IndigoVision Group Ltd.
- Type: Limited company
- Founded: 1994
- Headquarters: Edinburgh, Scotland, UK
- Products: IP video surveillance systems
- Parent: Motorola Solutions
- Website: www.indigovision.com

= IndigoVision =

IndigoVision was an IP video surveillance systems company based in Edinburgh, Scotland, founded in 1994. The company specialized in the development of video management software (VMS), hardware and analytics. Following its 2020 acquisition by Motorola Solutions, the brand was officially sunsetted in 2024 and its technology was integrated into the Motorola Solutions Avigilon Unity portfolio.

==History==
Originally developing generic Internet Protocol video technology under the VideoBridge brand, it later specialised in the video surveillance market.

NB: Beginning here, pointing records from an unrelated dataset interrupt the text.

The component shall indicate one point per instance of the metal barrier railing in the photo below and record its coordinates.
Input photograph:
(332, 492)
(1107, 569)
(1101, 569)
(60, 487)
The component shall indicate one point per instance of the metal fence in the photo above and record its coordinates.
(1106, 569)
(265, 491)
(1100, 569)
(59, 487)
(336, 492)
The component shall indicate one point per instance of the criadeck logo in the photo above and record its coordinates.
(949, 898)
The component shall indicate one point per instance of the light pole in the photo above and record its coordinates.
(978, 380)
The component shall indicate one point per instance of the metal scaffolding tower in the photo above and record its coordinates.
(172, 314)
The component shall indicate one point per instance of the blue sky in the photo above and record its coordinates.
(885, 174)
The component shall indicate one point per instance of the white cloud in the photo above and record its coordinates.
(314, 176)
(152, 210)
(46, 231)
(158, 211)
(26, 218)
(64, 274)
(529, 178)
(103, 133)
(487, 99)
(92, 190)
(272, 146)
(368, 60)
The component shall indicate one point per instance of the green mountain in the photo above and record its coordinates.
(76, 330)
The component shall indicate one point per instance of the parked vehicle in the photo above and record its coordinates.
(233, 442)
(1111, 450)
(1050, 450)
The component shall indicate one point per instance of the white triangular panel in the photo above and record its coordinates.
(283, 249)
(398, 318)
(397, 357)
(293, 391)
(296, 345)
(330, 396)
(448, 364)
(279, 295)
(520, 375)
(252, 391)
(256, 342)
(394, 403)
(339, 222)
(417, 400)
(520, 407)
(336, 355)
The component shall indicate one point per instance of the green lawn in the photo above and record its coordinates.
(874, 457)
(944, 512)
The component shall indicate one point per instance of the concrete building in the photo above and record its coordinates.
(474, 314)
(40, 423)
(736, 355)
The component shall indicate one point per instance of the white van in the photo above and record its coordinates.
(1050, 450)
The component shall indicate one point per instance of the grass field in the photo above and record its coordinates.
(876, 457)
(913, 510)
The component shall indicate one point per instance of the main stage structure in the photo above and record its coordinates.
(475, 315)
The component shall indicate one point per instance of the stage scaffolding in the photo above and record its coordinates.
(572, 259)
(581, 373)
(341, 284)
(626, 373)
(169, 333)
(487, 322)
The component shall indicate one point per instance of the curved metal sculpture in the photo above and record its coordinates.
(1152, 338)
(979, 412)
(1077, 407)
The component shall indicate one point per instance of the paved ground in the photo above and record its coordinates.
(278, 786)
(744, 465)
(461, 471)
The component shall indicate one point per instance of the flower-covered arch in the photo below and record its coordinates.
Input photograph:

In 2000, it was floated as a public limited company on the London Stock Exchange.

More recently, it focused on large-scale IP video security systems. Products include Video Management Software, IP cameras and Network Video Recorders. Notable installations include: EuroTunnel, Amsterdam Airport Schiphol, Indira Gandhi International Airport Terminal 3 and the Canada–US border.

In March 2020, Motorola Solutions announced that it would acquire the company for £30.4 million. The acquisition was completed in June 2020.